So it’s not surprising that Trump and an assortment of other Republicans have expressed varying degrees of sympathy for the unionized autoworkers who just launched a historic industry-wide strike for better wages and working conditions. But there was a conspicuous, even anachronistic exception among nationally prominent GOP politicians: South Carolina senator and presidential candidate Tim Scott. As NBC News reported:
“It’s the latest of several critical comments Scott has made about the autoworkers, even as other GOP presidential candidates steer clear of criticizing them amid a strike at three plants so far …
“’I think Ronald Reagan gave us a great example when federal employees decided they were going to strike. He said, you strike, you’re fired. Simple concept to me. To the extent that we can use that once again, absolutely.’”
Scott’s frank embrace of old-school union bashing wouldn’t have drawn much notice 40 or 50 years ago. And to be clear, other Republicans aren’t fans of the labor movement: For the most part, MAGA Republicans appeal to the working class via a mix of cultural conservatism, economic and foreign-policy nationalism, nativism, and producerism (i.e., pitting private-sector employers and employees against the financial sector, educational elites, and those dependent on public employment or assistance). One particularly rich lode of ostensibly pro-worker rhetoric has been to treat environmental activism as inimical to the economic growth and specific job opportunities wage earners need.
So unsurprisingly, Republican politicians who want to show some sympathy for the autoworkers have mostly focused on the alleged threat of climate-change regulations generally and electric vehicles specifically to the well-being of UAW members, as Politico reported:
“’This green agenda that is using taxpayer dollars to drive our automotive economy into electric vehicles is understandably causing great anxiety among UAW members,’ [Mike Pence] said on CNN’s “State of the Union.”
“Other Republicans followed suit, with a National Republican Senatorial Committee spokesperson calling out Michigan Democratic Rep. Elissa Slotkin — Democrats’ favored candidate for the state’s open Senate seat — for her Thursday vote allowing state-level limits or bans on gas-powered cars as choosing her ‘party over Michigan.'”
More strikingly, Trump, the 2024 presidential front-runner, is planning to hold an event with Michigan workers at the very moment his GOP rivals are holding their second debate next week, notes the Washington Post:
“While other Republican candidates participate in the Sept. 27 event in California, Trump instead plans to speak to more than 500 autoworkers, plumbers, electricians and pipe-fitters, the adviser said. The group is likely to include workers from the United Auto Workers union that is striking against the Big Three automakers in the country’s Rust Belt. The Trump adviser added that it is unclear whether the former president will visit the strike line.
“Trump’s campaign also created a radio ad, to run on sports- and rock-themed stations in Detroit and Toledo, meant to present him as being on the side of striking autoworkers, the adviser said.”
There’s no evidence Trump has any understanding of, much less sympathy with, the strikers’ actual demands.
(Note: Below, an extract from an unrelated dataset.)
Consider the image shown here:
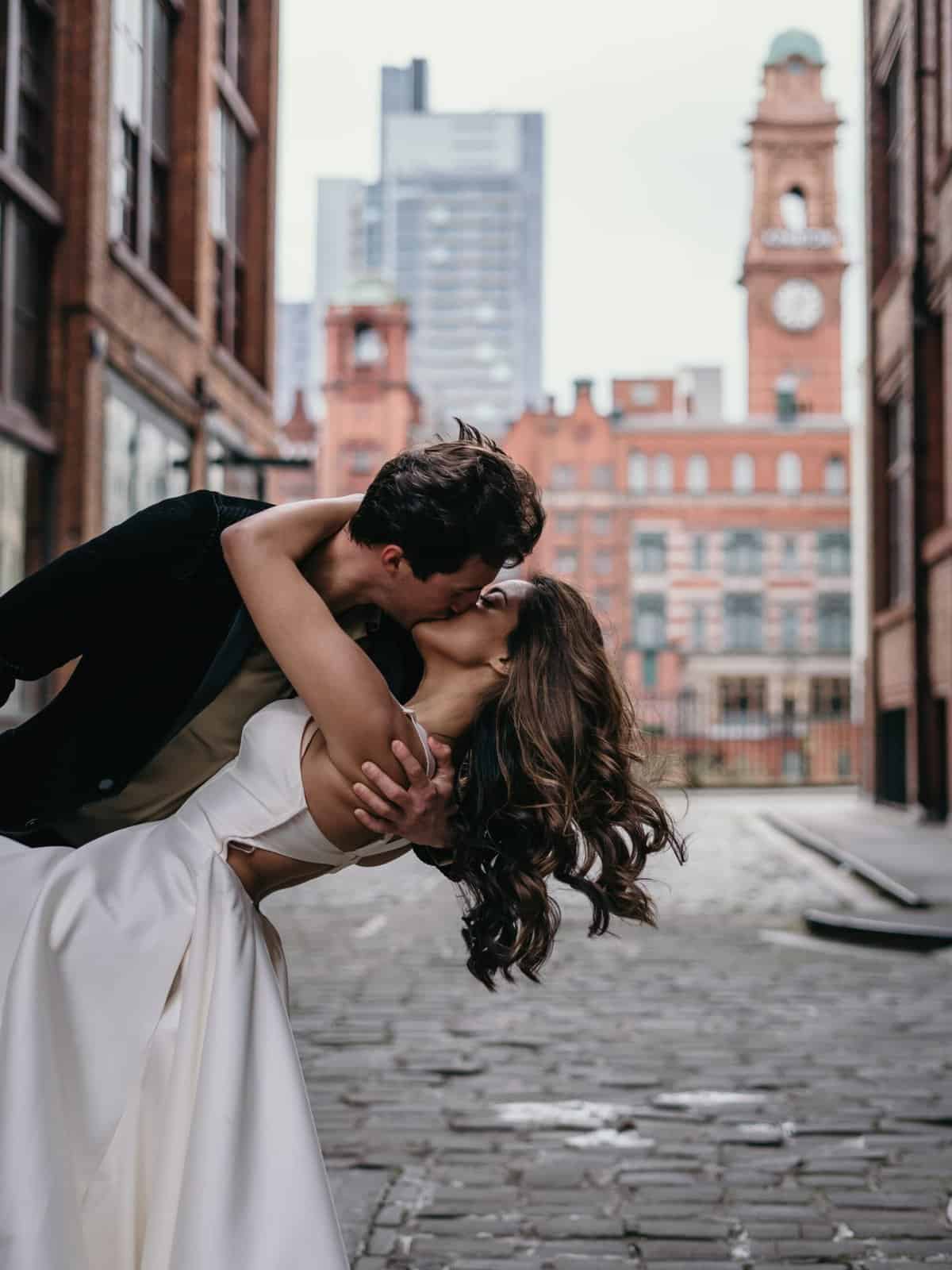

But in contrast to Scott’s remarks endorsing the dismissal of striking workers, it shows that at least some Republicans are willing (rhetorically, at least) to bite the hand that feeds in the pursuit of votes.
Meanwhile, the mainstream-media types who often treat Scott as some sort of sunny, optimistic, even bipartisan breath of fresh air should pay some attention to his attitude toward workers exercising long-established labor rights he apparently would love to discard. Yes, as a self-styled champion of using taxpayer dollars to subsidize private- and homeschooling at the expense of “government schools,” Scott is constantly attacking teachers unions, just like many Republicans who draw a sharp distinction between public-sector unions (BAD!) and private-sector unions (grudgingly acceptable). But autoworkers are firmly in the private sector. Maybe it’s a South Carolina thing: Scott’s presidential rival and past political ally Nikki Haley (another media favorite with an unmerited reputation as a moderate) famously told corporate investors to stay out of her state if they intended to tolerate unions in their workplaces. For that matter, the South Carolina Republican Party was for years pretty much a wholly owned subsidiary of violently anti-union textile barons. Some old habits die hard.
One of the useful by-products of the current wave of labor activism in this country is that Republicans may be forced to extend their alleged sympathy for workers into support for policies that actually help them and don’t simply reflect cheap reactionary demagoguery aimed at foreigners, immigrants, and people of color. But Scott has flunked the most basic test threshold compatibility with the rights and interests of the working class.